Impulsive Relative Motion Control with Continuous-Time Constraint Satisfaction for Cislunar Space Missions
Fabio Spada, Purnanand Elango, Behçet Açıkmeşe
TL;DR
This work addresses constrained impulsive relative-motion planning in nonlinear cislunar dynamics by formulating an optimal control problem with free impulse timings and continuous-time path constraints. It introduces generalized time dilation to fix timing variables, exterior penalty-based constraint augmentation, and an isoperimetric reformulation within a sequential convex programming framework, enabling exact penalization and fast convergence. A NRHO-centered case study demonstrates two- and three-impulse strategies that achieve long residence times with millisecond-level per-iteration computation and superior efficiency over mesh-refinement approaches, while preserving safety constraints. The results highlight a practical, fast, and robust method for safety-critical cislunar maneuvers, with direct applicability to MPC-based mission planning. The approach improves computational tractability for continuous-time constraint satisfaction in highly nonlinear relative-motion problems.
Abstract
Recent investments in cislunar applications open new frontiers for space missions within highly nonlinear dynamical regimes.

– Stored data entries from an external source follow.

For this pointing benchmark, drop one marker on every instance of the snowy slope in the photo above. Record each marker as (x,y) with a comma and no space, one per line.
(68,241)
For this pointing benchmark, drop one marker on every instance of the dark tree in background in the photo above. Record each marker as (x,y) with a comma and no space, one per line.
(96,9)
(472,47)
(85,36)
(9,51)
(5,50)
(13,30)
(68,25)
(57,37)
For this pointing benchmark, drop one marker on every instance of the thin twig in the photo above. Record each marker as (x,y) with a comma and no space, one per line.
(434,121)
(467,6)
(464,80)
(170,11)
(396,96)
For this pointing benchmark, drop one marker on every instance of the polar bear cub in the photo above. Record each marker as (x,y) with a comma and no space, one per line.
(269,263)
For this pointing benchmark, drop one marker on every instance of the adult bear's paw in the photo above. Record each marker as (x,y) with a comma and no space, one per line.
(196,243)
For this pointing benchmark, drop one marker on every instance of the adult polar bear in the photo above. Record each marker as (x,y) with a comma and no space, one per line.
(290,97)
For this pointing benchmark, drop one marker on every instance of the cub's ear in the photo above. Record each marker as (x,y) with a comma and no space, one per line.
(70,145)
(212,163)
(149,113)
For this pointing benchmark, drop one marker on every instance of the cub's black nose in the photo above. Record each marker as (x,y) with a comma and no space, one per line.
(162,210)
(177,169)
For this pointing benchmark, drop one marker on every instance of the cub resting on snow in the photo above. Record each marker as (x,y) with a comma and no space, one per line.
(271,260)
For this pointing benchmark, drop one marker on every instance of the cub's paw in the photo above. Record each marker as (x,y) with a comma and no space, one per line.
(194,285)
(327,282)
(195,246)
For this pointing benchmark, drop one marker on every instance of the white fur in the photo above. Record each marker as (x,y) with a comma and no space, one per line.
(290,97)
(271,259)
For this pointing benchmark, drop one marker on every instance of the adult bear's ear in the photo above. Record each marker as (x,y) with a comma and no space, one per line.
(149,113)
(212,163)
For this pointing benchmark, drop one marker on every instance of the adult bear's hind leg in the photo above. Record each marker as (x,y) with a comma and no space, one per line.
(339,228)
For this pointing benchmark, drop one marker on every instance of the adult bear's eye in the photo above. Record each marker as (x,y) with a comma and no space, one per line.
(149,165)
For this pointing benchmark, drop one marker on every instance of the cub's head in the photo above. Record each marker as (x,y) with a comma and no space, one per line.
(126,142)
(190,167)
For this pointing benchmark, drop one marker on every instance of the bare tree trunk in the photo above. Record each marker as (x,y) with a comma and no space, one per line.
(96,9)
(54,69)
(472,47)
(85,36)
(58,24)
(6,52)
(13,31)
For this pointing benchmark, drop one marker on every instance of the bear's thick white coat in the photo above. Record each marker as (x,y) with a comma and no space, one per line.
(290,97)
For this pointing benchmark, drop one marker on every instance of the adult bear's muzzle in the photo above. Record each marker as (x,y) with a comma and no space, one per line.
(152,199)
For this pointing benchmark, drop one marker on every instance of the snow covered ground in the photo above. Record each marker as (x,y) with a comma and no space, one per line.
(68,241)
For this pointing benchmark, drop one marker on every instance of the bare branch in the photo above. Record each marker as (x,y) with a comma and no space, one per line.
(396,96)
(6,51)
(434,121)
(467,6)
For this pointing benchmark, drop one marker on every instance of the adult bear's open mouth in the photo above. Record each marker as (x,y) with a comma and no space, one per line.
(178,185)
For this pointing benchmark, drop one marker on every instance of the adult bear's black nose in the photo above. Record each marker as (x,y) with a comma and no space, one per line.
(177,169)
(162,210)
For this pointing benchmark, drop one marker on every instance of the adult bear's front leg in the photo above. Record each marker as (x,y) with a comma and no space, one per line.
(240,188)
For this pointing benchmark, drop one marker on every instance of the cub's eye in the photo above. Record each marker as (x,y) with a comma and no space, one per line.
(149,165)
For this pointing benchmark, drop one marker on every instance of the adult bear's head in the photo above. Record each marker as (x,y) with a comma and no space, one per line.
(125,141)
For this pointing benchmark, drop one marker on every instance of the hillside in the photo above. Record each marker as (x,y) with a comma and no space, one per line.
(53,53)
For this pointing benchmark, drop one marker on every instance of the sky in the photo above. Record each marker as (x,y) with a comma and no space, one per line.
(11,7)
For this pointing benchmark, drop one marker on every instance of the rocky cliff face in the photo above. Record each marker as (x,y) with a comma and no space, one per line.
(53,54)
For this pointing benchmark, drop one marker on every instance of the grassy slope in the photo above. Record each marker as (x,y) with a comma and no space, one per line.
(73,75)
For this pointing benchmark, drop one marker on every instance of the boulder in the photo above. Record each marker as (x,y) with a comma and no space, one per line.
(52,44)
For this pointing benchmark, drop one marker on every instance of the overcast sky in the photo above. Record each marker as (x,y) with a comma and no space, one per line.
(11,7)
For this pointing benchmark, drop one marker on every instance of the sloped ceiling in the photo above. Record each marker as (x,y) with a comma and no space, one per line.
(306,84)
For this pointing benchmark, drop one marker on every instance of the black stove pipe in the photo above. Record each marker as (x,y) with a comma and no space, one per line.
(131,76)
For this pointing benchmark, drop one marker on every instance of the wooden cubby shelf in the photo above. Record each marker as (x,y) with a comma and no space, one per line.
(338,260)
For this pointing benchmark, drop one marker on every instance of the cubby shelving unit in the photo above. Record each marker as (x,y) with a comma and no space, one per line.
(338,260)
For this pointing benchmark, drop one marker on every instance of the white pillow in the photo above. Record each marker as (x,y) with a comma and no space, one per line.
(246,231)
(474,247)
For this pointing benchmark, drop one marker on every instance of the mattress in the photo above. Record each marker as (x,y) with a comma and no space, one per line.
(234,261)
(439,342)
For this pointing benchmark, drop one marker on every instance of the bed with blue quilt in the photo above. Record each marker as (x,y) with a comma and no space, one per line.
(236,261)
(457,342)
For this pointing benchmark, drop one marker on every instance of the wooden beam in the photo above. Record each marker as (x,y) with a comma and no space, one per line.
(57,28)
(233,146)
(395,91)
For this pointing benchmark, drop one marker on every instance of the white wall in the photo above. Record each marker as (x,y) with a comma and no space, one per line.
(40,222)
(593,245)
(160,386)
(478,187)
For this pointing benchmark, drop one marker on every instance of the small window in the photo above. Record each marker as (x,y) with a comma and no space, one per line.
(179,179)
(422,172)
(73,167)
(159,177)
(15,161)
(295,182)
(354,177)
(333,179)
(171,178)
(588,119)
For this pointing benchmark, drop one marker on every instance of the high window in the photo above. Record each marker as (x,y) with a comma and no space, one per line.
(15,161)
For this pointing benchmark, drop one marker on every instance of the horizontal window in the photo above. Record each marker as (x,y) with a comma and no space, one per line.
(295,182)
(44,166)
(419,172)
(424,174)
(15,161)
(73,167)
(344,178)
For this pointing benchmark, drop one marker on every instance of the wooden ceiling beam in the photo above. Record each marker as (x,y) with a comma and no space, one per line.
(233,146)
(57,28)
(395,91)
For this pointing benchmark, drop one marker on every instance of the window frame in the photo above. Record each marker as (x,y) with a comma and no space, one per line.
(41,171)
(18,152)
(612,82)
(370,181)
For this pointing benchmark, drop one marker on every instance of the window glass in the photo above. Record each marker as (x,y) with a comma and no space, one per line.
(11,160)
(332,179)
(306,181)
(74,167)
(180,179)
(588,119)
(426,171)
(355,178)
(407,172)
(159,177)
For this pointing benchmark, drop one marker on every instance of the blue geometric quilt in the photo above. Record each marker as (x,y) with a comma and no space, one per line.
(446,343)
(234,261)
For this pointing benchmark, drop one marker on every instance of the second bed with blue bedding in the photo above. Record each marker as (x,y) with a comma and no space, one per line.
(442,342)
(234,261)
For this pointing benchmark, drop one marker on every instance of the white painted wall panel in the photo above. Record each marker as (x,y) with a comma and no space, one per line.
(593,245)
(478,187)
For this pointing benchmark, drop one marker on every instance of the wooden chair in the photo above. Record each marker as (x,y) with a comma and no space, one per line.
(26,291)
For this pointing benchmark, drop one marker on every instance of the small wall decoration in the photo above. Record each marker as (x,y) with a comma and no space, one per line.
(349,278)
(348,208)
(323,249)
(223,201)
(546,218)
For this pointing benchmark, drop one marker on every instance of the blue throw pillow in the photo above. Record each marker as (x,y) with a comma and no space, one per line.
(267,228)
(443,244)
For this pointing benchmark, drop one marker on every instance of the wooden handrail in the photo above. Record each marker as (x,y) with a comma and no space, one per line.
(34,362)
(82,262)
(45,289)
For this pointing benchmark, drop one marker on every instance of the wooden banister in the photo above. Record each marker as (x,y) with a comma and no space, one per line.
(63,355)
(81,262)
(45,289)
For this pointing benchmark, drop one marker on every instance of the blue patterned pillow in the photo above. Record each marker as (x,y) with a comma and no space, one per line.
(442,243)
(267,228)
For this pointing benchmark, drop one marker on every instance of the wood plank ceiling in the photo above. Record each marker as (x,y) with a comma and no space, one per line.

In this paper, we propose a method based on Sequential Convex Programming (SCP) to loiter around a given target with impulsive actuation while satisfying path constraints continuously over the finite time-horizon, i.e., independently of the number of nodes in which domain is discretized. Location, timing, magnitude, and direction of a fixed number of impulses are optimized in a model predictive framework, exploiting the exact nonlinear dynamics of non-stationary orbital regimes. The proposed approach is first validated on a relative orbiting problem with respect to a selenocentric near rectilinear halo orbit. The approach is then compared to a formulation with path constraints imposed only at nodes and with mesh refined to ensure complete satisfaction of path constraints over the continuous-time horizon. CPU time per iteration of 400 ms for the refined-mesh approach reduce to 5.5 ms for the proposed approach.